Pour vanter cette initiative censée redorer l’image d’une entreprise souvent malmenée dans les médias libéraux pour ses pratiques douteuses en matière de respect de la vie privée, Mark Zuckerberg, le PDG et fondateur de Facebook, a signé une tribune au Washington Post sous le titre "Comment les données peuvent aider dans la lutte contre COVID-19".
"Alors que le monde se bat contre Covid-19 et que les pays élaborent des plans pour rouvrir leurs sociétés, il est essentiel de bien comprendre comment la maladie se propage. De meilleures données peuvent aider les gouvernements à déterminer où envoyer des ressources telles que les respirateurs et les équipements de protection individuelle - et, éventuellement, les zones qui peuvent recommencer à s’ouvrir", a écrit lundi le patron de Facebook.
La carte de Facebook dévoile les comtés à travers les États-Unis selon le pourcentage de personnes présentant des symptômes, en codant par couleur chaque région avec une nuance de rouge. Des nuances plus claires indiquent des pourcentages plus faibles de personnes présentant des symptômes, et un rouge foncé fait référence aux comtés avec 2,4% ou plus de la population signalant des symptômes de COVID-19.
Facebook compte lancer des enquêtes similaires dès cette semaine à l'échelle mondiale pour créer des cartes fournissant des données de comptage en vue de mieux prédire la propagation du coronavirus à travers chaque localité.

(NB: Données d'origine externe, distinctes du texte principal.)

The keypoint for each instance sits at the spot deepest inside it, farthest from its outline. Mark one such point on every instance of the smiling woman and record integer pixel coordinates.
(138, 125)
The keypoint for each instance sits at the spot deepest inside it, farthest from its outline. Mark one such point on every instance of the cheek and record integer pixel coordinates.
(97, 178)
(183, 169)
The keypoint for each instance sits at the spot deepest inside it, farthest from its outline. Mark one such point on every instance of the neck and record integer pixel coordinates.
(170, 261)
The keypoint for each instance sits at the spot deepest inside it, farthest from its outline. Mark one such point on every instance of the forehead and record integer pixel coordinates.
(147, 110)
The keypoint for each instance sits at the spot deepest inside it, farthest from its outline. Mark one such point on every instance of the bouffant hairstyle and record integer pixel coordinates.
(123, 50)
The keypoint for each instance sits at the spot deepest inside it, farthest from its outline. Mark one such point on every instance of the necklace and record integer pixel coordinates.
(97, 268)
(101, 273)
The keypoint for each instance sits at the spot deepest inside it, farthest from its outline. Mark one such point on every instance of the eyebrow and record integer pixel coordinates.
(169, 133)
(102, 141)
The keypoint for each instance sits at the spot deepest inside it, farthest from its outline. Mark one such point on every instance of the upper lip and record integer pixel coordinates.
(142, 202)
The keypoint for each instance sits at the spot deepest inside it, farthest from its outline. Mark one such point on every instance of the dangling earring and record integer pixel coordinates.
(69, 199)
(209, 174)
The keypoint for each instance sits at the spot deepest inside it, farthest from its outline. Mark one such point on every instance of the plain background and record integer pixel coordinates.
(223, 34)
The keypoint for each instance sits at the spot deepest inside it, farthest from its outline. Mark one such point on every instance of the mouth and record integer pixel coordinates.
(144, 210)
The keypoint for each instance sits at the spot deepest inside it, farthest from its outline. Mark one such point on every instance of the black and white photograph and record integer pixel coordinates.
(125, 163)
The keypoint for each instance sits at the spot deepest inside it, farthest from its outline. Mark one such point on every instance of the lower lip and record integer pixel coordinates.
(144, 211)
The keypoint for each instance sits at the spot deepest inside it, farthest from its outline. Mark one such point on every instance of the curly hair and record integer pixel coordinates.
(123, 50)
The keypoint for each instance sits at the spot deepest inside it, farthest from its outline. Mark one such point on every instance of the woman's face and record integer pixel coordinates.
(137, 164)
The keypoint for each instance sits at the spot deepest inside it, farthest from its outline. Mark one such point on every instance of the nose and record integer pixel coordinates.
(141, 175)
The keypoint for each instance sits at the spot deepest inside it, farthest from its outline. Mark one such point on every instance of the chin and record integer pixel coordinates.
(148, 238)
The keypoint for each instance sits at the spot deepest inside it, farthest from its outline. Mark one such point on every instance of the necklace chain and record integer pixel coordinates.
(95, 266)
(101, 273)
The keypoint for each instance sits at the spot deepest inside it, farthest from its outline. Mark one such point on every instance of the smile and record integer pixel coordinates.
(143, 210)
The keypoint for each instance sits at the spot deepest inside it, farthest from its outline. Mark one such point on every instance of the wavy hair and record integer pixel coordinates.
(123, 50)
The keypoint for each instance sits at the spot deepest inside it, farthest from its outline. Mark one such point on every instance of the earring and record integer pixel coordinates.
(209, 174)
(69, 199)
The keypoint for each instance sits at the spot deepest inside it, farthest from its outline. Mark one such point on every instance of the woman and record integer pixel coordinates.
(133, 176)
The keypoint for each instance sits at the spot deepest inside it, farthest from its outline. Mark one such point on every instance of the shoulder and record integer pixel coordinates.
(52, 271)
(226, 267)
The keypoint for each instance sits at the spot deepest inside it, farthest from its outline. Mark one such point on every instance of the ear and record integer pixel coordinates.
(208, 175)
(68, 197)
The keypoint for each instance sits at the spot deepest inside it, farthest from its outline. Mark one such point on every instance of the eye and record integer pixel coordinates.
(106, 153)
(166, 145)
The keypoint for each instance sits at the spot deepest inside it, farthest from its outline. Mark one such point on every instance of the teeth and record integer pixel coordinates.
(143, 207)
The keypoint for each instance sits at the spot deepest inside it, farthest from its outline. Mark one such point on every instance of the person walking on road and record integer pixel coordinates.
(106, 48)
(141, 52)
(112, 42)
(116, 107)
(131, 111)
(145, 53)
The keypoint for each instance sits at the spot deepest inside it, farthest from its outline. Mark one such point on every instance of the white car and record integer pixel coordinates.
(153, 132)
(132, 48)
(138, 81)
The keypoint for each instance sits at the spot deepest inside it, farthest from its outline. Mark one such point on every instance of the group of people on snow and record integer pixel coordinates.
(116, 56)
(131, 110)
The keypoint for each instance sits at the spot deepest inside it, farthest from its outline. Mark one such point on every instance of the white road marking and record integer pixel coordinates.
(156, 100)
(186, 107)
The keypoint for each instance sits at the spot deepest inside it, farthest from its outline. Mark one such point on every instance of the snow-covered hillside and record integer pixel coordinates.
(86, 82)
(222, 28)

Mais ce n’est pas tout. L’entreprise basée à Menlo Park, en Californie, a également saisi cette crise pour se débarrasser de l’un des stéréotypes qui lui collent le plus à la peau, celui d’usine de Fake News.
Au cours du mois dernier, Facebook, ainsi que Twitter, ont tous deux déployé de nouvelles politiques relativement agressives conçues pour protéger les utilisateurs contre le contenu contredisant les conseils d'experts en santé, en particulier tout ce qui pourrait entraîner des dommages dans le monde réel.
Fin mars, Twitter a mis à jour sa politique de sécurité pour interdire tous les tweets qui "pourraient exposer les gens à un risque plus élevé de transmission de COVID-19". La plateforme interdit désormais les tweets affirmant que la distanciation sociale ne fonctionne pas. Il en est de même pour tout ce qui s’apparente à un "appel à l'action" qui pourrait promouvoir des comportements à risque, comme encourager les gens à aller dans un bar local.
Dans cette même veine, Facebook a aussi étendu ses règles de plateforme pour correspondre à la menace existentielle pour la santé posée par le coronavirus. Dans sa description des politiques de lutte contre la pandémie, Facebook a indiqué qu'il "supprime la désinformation liée au COVID-19 qui pourrait contribuer à des dommages physiques imminents".
Par exemple, la société a noté qu’en mars elle avait commencé à supprimer "les allégations selon lesquelles la distance physique n’aide pas à empêcher la propagation du coronavirus", tout en avertissant les internautes lorsqu’ils consultent un contenu jugé faux ou trompeur.
"Il y a un certain niveau d'altruisme ici, mais il y a aussi énormément d'opportunisme pour se placer sous un jour très favorable", a déclaré à CNN Jeffrey Chester, le directeur exécutif du Center for Digital Democracy, un groupe de défense des droits à la vie privée.